A PepsiCo e a Tate & Lyle custearam a conferência anual da sociedade, além da Southeast Asia Public Health Network de Tee, mas ambas se recusaram a divulgar os valores.
O ethos da parceria corporativa também está presente em inúmeras iniciativas de saúde na Malásia: um comitê do Ministério da Saúde se uniu à Federação de Fabricantes Malaios, que inclui representantes das grandes empresas alimentícias, para desenvolver um sistema de rotulagem para o público que informe ao consumidor quais os alimentos processados "mais saudáveis" em relação a outros, da mesma categoria.
Entre as opções de que obtivemos essas informações estão os cereais açucarados infantis e o Gatorade Quiet Storm, que contém 16 gramas de açúcar por porção e recebeu uma nota baixa por seu conteúdo nutricional do "Food Educate", aplicativo que avalia diversos alimentos e recebeu vários prêmios.
Para S. Subramaniam, ministro da Saúde malaio, não é função do governo vigiar as multinacionais alimentícias.
"É mais uma questão de cooperação", resume.
Porém, alguns nutricionistas dizem que as diretrizes alimentares do país, que Tee ajudou a definir, não são tão rígidas em relação ao açúcar como deveriam. O guia estimula o consumo de grãos e cereais e limita a gordura entre vinte e trinta por cento das calorias diárias – recomendação que foi retirada do manual norte-americano, em 2015, depois que ficou comprovado que a dieta pobre em gorduras não só não reduz a obesidade como pode contribuir para o problema.
"O financiamento corporativo da ciência nutricional na Malásia enfraquece o combate ao consumo de açúcar e alimentos processados", afirma Rohana Abdul Jalil, especialista formada em Harvard que trabalha em Kelantan, cujo índice de obesidade é tão alto quanto o das metrópoles, apesar de ser uma região rural.
"Nunca houve uma campanha explícita e agressiva contra o açúcar", completa.
Ela atua em Kota Bharu, capital do estado, onde há barraquinhas e carrinhos na porta das escolas vendendo copos imensos de refrigerante, vários tipos de chocolates e salgadinhos de milho e arroz nos sabores camarão e queijo.
Rohana dá aulas de conscientização alimentar e ainda se surpreende ao perceber que muitos participantes não têm a mínima consciência dos perigos do excesso do consumo de açúcar.
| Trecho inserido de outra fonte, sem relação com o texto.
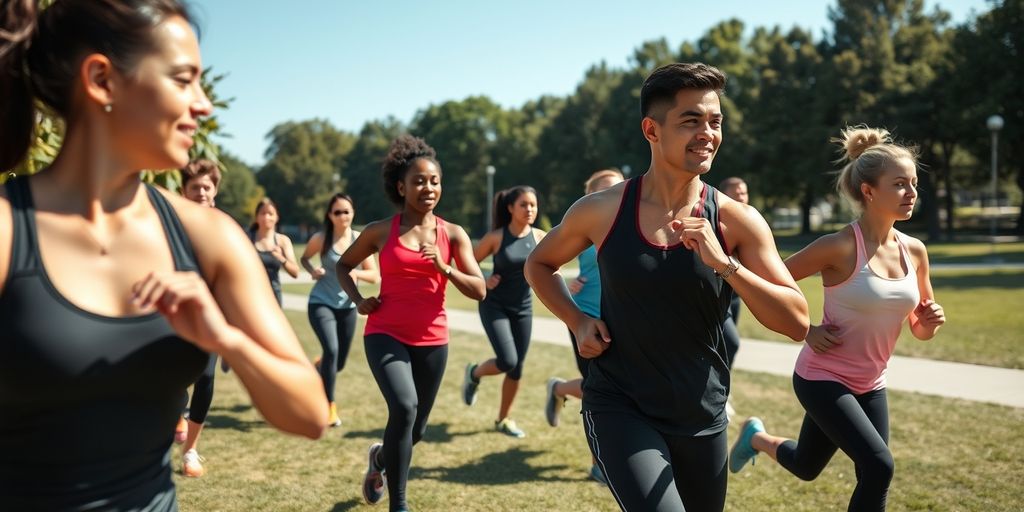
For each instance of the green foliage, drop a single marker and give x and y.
(305, 166)
(239, 193)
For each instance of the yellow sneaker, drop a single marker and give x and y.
(181, 430)
(192, 464)
(333, 420)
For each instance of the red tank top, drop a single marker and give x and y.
(412, 307)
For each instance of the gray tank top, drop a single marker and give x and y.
(327, 291)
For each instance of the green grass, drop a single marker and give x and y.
(950, 455)
(983, 321)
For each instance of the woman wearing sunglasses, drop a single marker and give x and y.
(332, 313)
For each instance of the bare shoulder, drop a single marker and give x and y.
(916, 248)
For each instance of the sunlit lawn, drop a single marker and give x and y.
(950, 455)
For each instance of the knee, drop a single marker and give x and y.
(879, 468)
(507, 363)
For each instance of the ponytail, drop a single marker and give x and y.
(17, 25)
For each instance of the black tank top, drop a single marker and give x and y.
(270, 262)
(512, 291)
(88, 402)
(664, 309)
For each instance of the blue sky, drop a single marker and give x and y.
(351, 61)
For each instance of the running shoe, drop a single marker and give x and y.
(742, 451)
(192, 464)
(181, 430)
(333, 420)
(554, 403)
(508, 427)
(469, 385)
(374, 482)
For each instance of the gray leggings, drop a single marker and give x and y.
(334, 329)
(509, 330)
(649, 470)
(409, 377)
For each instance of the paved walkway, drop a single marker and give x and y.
(957, 380)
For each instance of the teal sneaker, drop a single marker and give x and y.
(508, 427)
(742, 451)
(469, 385)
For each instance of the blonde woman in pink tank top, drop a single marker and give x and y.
(876, 279)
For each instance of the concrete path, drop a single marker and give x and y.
(957, 380)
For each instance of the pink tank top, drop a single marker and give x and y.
(412, 296)
(869, 311)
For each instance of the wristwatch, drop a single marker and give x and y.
(729, 268)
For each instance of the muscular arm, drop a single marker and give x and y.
(763, 282)
(258, 341)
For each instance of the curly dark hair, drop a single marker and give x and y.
(404, 150)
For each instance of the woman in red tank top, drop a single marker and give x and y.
(406, 338)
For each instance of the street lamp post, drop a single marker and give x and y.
(491, 197)
(994, 125)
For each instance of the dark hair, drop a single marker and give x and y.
(658, 92)
(505, 199)
(263, 203)
(199, 168)
(40, 53)
(400, 156)
(329, 224)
A nutricionista, que não recebe verba das grandes empresas, promove uma alimentação básica, com muito arroz integral nativo e outros legumes e verduras da terra.
E critica os documentos resultantes do estudo sobre o café da manhã feito pela sociedade de nutrição. Além do relatório que liga as bebidas maltadas à maior disposição para exercícios físicos e menos tempo diante da tela de TV/computador, Tee e seus colegas publicaram uma análise voltada para os cereais matinais, que não fazem parte da dieta malaia, classificando-os como "importante fonte de nutrientes", embora tenha revelado também um alto teor de açúcar.
Por sua vez, Tee diz que os riscos de obesidade no país seriam maiores sem a ajuda das multinacionais e que não poderia realizar seus objetivos sem a ajuda delas.
"Há quem diga que não devíamos aceitar dinheiro para nossos projetos, nossos estudos, nossas pesquisas. Sei muito bem disso. Tenho duas escolhas: não fazer nada ou trabalhar com os conglomerados", conclui.